Giving this a shot, my actual tables have more data fields than I listed but hopefully my tweaks take them all.
I just tried in different way.
Step 1 : Lets take your Table 2. Add new column with Max insert date for each ID.
Max_Insert_Date = CALCULATE(MAX(Table2[INSERT DATE]),FILTER(Table2,Table2[ID]= EARLIER(Table2[ID])))
Step 2: From step 1,Get the Latest record only
Table3 = FILTER(Table2,Table2[INSERT DATE]=Table2[Max_Insert_Date])
Step 3: Do a left outer join between Table 1 ( Original table - Just take ID column alone) and Table 3 ( derived in step 2- Select all columns but ID).
You can combine these steps as well to reduce the steps .
Thanks
Raj
I am gettign error on the second step. The error is "the expression referrs to multiple columsn. Multiple columns cannot be converted to scalar value"
@nirvana_moksh wrote:I am gettign error on the second step. The error is "the expression referrs to multiple columsn. Multiple columns cannot be converted to scalar value"
Please do the second step in Modelling -> Nea Table and use the formula. SInce the formula returns multiple colums/ rows, we cant use it as measure/ calculated column.
Thanks
Raj
I See, for the last step are you suggesting to use the NATURALLEFTOUTERJOIN in Dax?
Yes there are many sites which explains how to do this. For example,Please refer the below URL which explains the left outer join in DAX.

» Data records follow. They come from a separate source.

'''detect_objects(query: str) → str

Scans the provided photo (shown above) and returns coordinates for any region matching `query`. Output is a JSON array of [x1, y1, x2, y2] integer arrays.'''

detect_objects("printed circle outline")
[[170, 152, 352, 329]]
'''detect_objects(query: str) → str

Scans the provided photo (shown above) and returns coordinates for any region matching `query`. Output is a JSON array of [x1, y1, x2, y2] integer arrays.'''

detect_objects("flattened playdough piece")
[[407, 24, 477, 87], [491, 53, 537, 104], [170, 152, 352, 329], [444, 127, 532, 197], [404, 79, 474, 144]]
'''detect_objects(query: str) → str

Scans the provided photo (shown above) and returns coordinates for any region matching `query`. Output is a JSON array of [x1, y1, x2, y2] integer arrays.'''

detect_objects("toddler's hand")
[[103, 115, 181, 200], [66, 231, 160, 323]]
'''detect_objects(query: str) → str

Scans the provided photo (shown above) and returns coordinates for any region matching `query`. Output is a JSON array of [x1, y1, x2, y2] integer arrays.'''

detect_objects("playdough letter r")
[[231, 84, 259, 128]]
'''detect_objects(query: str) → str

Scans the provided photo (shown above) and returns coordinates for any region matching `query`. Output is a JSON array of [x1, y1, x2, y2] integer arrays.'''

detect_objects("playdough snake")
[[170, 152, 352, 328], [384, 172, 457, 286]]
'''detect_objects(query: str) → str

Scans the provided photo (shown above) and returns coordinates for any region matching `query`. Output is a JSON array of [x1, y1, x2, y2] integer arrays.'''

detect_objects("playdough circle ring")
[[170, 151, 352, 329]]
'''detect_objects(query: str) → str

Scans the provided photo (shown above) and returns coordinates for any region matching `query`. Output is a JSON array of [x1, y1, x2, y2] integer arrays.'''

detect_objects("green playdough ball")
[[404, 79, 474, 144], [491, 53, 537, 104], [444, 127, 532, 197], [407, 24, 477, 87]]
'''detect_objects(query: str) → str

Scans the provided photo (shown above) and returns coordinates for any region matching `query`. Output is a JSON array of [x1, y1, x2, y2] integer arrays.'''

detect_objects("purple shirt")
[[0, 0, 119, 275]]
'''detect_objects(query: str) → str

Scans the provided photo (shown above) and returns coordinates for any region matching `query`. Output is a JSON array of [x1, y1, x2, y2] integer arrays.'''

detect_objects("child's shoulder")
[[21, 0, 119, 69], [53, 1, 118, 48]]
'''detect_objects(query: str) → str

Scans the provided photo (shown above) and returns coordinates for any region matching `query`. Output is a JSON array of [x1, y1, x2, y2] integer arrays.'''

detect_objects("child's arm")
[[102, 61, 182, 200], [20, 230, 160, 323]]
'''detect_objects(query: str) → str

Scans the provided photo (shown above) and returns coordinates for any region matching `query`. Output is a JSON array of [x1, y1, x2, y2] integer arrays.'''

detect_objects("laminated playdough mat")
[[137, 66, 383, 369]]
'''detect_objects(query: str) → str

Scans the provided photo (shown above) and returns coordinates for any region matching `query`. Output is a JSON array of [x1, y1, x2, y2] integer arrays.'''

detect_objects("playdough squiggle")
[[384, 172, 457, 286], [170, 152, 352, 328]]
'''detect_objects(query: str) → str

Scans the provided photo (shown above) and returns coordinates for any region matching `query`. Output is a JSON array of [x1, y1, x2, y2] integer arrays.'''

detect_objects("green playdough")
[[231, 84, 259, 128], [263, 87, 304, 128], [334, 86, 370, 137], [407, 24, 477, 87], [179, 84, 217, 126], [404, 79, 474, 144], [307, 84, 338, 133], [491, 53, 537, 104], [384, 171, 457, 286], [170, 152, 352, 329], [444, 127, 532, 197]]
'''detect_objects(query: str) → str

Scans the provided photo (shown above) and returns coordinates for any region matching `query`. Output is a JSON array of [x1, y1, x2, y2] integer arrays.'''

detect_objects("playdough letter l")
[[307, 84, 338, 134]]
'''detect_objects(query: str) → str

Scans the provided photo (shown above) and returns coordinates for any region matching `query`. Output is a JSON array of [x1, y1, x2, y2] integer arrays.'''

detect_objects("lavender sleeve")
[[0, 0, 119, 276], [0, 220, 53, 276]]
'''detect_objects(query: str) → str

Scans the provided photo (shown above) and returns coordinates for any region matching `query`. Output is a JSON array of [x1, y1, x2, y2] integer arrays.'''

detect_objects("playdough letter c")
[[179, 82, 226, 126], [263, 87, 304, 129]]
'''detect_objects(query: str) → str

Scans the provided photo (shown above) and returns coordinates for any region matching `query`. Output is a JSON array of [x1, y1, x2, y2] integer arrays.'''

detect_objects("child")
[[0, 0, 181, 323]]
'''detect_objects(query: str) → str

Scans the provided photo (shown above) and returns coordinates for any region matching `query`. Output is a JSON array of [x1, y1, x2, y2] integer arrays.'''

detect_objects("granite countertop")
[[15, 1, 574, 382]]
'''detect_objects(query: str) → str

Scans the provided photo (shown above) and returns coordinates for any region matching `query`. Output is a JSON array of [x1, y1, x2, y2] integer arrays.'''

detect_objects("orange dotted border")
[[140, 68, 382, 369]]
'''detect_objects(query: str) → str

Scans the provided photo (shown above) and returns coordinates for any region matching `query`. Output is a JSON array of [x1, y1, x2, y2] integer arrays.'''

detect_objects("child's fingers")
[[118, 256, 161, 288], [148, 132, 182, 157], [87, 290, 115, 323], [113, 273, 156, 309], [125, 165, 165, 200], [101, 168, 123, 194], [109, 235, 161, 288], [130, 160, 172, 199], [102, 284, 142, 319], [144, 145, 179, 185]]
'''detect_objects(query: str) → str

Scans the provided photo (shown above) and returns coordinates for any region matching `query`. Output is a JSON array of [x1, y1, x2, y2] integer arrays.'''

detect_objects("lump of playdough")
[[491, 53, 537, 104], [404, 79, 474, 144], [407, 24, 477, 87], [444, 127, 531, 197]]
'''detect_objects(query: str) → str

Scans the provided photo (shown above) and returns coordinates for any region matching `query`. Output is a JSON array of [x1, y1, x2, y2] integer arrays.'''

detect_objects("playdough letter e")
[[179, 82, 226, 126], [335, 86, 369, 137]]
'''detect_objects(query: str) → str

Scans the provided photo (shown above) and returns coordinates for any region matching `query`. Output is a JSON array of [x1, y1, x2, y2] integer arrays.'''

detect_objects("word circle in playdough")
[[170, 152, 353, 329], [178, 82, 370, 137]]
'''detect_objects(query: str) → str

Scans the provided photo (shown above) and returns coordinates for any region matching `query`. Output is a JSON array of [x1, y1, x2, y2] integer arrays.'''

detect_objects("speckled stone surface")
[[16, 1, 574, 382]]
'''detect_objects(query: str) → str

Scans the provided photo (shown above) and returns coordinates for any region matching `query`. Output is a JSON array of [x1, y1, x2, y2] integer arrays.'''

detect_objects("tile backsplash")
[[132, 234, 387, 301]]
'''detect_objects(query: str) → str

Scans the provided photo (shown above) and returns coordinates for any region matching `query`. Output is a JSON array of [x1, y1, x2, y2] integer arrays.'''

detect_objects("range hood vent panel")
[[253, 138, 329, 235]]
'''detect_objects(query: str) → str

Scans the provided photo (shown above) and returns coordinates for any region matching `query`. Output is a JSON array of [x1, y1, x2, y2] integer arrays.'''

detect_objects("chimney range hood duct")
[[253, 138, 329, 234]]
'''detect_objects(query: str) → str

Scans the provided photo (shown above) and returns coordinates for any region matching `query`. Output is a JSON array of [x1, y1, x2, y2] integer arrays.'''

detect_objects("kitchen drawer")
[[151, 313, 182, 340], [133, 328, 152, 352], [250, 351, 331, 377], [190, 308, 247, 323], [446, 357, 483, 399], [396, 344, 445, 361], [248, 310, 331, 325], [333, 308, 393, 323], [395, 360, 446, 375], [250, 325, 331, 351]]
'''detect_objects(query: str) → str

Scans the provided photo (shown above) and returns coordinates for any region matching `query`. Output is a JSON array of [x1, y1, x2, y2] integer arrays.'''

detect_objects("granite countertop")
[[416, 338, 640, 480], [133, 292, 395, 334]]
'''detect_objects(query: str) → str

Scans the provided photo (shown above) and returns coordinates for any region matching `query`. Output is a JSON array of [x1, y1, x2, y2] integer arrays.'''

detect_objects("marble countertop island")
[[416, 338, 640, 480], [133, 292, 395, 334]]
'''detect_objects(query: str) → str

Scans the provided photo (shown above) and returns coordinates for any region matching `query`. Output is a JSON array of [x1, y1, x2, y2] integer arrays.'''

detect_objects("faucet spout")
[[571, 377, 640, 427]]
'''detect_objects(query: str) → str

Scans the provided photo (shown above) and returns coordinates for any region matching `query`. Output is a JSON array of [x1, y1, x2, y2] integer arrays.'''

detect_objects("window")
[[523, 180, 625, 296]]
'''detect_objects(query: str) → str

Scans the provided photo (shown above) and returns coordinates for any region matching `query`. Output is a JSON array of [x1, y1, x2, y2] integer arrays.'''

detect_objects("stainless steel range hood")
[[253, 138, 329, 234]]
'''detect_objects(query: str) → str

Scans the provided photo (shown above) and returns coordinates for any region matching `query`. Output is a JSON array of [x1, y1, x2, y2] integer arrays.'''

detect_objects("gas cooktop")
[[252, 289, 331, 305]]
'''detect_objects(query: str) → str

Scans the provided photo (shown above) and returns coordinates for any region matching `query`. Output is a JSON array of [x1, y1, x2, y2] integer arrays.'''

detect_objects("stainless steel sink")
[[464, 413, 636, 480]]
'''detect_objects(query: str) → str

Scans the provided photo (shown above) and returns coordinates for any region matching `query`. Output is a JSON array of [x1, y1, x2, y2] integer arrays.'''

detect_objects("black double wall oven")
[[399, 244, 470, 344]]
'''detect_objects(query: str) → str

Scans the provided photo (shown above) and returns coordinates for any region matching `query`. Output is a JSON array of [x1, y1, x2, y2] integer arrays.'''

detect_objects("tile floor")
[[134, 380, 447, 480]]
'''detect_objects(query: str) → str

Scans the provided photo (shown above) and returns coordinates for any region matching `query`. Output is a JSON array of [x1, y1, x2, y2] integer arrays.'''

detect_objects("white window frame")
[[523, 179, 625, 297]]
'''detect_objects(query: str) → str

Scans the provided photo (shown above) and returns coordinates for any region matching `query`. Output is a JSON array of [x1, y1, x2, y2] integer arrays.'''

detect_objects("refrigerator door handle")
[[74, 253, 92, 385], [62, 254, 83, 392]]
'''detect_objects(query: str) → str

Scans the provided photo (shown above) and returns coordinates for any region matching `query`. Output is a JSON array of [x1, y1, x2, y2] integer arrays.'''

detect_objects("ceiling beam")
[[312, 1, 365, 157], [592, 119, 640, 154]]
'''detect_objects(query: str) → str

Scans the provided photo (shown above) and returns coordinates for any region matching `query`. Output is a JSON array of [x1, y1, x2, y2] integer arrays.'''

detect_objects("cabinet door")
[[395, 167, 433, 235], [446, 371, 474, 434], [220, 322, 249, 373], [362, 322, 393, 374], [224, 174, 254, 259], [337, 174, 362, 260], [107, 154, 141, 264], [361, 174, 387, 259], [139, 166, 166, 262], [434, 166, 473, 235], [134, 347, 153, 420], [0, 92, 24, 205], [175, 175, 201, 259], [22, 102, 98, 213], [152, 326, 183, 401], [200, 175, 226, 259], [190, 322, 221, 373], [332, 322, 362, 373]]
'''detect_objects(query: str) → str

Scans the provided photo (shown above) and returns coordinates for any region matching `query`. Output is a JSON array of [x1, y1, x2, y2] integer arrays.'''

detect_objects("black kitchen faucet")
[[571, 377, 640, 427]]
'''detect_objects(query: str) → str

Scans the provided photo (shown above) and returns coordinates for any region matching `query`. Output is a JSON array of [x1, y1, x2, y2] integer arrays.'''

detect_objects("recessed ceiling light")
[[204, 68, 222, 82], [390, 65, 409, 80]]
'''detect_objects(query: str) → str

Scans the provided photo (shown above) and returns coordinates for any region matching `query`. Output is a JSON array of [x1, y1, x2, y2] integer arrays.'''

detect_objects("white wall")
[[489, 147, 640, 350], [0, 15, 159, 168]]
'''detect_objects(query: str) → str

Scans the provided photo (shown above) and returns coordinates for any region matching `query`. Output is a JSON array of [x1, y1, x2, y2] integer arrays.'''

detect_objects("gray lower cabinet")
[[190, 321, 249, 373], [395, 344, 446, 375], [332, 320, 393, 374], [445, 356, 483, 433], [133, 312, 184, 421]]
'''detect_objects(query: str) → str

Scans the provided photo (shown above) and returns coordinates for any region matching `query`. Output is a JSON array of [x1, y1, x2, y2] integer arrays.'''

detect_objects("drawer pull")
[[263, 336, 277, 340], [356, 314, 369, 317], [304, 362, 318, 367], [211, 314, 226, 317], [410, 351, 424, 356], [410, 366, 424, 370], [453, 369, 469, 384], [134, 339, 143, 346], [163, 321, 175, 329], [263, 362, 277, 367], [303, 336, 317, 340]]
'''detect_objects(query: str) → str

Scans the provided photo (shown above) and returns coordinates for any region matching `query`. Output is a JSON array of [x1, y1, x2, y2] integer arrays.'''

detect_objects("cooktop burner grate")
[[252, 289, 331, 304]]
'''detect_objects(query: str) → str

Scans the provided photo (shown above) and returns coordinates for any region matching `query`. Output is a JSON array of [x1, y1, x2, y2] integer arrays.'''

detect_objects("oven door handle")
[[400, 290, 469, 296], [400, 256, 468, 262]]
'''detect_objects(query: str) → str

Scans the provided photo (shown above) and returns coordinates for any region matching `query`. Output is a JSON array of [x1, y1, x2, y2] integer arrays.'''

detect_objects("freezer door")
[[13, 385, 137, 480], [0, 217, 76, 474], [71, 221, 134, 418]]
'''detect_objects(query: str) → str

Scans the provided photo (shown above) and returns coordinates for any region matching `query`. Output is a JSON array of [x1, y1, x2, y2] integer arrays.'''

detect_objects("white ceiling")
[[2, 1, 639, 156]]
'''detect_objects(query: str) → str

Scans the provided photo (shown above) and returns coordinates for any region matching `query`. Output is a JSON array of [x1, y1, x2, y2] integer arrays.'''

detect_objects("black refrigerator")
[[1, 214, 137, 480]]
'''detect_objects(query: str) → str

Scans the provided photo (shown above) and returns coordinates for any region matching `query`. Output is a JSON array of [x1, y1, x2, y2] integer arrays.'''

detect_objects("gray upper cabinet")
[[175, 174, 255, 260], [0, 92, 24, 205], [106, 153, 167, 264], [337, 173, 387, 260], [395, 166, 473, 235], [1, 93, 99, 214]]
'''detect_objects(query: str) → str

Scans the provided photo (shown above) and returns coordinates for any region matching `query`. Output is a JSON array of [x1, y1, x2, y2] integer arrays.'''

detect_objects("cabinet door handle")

https://curbal.com/blog/joining-table-in-power-bi-with-power-query-and-dax
Thanks
Raj
Thanks for the article @Anonymous but the last step is something that I always have an issue with because of the PBI has joins in DAX and how it doesnt recognize the join columns and I was running into that again for some reason.